Notice the disparity in the time it takes a GFCI to trip vs how fast a triac can turn on and haul full current?

If for some reason, via water, moisture, twigs or for "whatever" , you turn on the triac and you get leakage current from say.. the hot side of your light string to ground.. the load, (light string), is not even in that circuit at that point. It is just power-triac-ground (return path). That is a short circuit with the moisture and wire being the only resistance in line with that short! That means the triac can conduct a very large amount of current in a very short amount of time thru that path of moisture or "whatever". That current pulse may or may not be enough to harm the triac in one cycle, but it won't do it any good. Keep doing that a few times and you can damage the junction of that triac and cause it to fail prematurely. Chances are that the moisture or current path may evaporate very quickly or be litterally blown away.. opening up that short so fast you can't see it or even tell it was there... but it was there... Triacs are pretty robust and have a pretty high surge current capability.. but they can't do it over and over and/or for long periods of time. (We are talking usec or msec)
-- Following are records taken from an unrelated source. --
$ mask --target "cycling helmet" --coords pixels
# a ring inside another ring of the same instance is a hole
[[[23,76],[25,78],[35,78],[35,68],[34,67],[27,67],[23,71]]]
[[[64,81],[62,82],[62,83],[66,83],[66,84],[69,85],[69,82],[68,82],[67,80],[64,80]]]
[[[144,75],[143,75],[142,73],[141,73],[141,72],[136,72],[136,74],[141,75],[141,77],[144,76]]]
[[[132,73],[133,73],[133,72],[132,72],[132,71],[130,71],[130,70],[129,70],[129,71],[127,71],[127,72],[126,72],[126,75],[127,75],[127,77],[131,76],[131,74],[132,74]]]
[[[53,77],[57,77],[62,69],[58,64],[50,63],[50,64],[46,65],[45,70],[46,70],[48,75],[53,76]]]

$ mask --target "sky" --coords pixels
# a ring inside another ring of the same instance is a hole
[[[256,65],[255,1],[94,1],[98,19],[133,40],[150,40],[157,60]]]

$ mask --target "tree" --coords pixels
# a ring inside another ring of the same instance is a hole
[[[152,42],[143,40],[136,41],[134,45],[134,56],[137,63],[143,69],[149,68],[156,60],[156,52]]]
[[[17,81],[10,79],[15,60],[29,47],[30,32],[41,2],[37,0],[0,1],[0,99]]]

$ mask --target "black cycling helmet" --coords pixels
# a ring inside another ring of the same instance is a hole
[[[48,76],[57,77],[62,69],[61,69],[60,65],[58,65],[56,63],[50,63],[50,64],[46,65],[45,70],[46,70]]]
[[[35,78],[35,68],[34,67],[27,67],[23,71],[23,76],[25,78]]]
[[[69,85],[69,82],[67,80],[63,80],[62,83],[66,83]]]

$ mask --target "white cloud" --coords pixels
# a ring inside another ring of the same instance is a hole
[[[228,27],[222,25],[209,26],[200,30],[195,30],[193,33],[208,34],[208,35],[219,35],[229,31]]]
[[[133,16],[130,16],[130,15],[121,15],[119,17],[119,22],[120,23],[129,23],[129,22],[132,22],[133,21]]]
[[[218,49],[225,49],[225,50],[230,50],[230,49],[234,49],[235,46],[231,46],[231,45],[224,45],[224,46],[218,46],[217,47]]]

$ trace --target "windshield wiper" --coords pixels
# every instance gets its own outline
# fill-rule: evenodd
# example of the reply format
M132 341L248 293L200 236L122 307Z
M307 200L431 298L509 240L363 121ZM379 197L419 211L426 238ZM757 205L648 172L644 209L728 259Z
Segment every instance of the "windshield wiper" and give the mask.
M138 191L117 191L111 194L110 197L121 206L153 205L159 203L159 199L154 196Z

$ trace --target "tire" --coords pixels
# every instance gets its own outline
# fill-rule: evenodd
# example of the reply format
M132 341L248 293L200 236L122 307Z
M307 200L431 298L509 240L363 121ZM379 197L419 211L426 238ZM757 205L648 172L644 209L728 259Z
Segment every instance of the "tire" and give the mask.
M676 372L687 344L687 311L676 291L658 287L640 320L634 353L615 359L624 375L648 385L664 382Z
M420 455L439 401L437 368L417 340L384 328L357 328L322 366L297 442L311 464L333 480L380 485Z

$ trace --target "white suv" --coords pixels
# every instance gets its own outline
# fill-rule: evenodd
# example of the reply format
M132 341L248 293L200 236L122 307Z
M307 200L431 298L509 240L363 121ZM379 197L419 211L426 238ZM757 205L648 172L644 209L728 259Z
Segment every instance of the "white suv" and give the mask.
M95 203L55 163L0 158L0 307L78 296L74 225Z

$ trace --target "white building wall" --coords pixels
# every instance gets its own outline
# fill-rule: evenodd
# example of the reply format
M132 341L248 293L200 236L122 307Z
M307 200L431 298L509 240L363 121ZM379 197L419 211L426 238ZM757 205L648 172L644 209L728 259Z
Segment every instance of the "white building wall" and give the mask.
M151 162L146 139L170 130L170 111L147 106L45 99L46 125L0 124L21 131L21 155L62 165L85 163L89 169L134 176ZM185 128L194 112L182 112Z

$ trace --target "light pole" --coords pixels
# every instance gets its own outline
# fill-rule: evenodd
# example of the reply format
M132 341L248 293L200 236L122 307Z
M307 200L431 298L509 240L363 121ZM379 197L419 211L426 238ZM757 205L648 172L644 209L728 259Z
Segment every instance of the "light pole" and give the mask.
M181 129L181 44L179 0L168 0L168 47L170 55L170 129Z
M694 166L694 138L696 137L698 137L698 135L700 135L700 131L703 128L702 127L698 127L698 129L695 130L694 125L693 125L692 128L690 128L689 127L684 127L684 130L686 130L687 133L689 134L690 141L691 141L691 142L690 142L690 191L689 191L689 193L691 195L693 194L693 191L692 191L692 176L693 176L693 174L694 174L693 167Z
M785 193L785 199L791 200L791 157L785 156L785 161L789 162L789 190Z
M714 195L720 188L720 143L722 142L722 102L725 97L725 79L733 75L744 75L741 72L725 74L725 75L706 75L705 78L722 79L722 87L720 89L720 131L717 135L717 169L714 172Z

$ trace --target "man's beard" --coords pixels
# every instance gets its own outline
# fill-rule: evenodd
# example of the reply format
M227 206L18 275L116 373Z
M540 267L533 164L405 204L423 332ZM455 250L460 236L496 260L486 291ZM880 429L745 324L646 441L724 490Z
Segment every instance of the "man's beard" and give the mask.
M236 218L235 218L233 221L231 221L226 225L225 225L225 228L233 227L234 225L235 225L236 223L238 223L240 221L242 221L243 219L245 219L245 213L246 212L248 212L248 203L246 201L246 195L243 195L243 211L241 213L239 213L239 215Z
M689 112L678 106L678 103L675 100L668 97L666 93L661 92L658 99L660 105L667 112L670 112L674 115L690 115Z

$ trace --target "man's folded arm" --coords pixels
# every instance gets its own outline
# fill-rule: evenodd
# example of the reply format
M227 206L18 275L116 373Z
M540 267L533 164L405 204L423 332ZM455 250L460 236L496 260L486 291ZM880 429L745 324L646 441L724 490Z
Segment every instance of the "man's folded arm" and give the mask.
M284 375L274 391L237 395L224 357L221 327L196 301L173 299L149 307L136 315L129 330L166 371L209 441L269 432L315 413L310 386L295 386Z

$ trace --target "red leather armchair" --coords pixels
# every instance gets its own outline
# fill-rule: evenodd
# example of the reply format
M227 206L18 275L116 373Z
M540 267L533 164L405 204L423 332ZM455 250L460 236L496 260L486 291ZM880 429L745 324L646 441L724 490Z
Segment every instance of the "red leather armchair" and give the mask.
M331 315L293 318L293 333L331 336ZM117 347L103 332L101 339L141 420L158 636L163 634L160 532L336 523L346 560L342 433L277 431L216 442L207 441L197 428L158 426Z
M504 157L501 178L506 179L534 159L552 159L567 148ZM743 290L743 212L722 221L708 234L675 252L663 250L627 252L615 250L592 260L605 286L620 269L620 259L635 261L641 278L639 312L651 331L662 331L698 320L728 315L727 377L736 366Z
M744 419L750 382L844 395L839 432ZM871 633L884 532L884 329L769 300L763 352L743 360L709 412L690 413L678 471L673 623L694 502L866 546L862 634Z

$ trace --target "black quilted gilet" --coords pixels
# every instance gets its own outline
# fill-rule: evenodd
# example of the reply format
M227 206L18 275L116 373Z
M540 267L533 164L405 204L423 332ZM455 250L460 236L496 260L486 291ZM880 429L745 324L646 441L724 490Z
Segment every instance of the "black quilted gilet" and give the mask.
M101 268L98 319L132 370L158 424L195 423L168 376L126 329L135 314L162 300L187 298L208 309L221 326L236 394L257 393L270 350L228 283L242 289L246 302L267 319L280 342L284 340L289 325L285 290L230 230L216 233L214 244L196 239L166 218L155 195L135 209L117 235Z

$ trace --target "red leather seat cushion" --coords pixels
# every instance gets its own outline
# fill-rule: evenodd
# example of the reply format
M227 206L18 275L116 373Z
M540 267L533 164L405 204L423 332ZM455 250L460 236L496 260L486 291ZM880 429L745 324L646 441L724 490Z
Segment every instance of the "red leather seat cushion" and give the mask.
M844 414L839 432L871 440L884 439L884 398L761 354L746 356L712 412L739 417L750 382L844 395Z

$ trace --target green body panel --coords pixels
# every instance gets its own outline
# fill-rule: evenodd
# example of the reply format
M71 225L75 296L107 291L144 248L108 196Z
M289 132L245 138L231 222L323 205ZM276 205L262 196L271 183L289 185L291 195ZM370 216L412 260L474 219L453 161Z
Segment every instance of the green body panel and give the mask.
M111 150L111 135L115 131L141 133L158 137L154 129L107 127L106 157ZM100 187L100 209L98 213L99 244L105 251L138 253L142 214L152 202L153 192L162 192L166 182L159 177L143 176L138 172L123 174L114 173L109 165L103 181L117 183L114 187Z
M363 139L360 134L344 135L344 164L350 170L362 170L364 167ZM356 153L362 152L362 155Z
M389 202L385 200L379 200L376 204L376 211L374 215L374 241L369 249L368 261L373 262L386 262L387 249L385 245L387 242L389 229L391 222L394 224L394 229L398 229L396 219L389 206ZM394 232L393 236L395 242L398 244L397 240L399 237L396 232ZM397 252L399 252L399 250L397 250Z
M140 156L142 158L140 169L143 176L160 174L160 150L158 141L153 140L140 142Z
Remember, once triggered on, a triac will not shut off until current thru it reaches almost zero. You could use inline inductors to slow this current pulse down, but this is Christmas light fun... not too cost effective to do that. We should all understand that the controllers that LOR sells are not of poor quality or design. They are actually quite well done and within a reasonable cost/value range.

There is still a possibility that a bad batch of triacs exist but it is pretty unlikely given the small amount of failures. They are made in very large batches with a very repeatable process and the technology is very mature.

In any case LOR would have no way to determine if a triac was bad before it was installed unless they tested ever single unit and it failed prior to, or during assembly and testing. Since I have yet to see anyone complain of a triac being bad out of the box, I would conclude... from a technical standpoint, that WE, or our displays are causing the failures... That would not be a quality issue on LOR's part.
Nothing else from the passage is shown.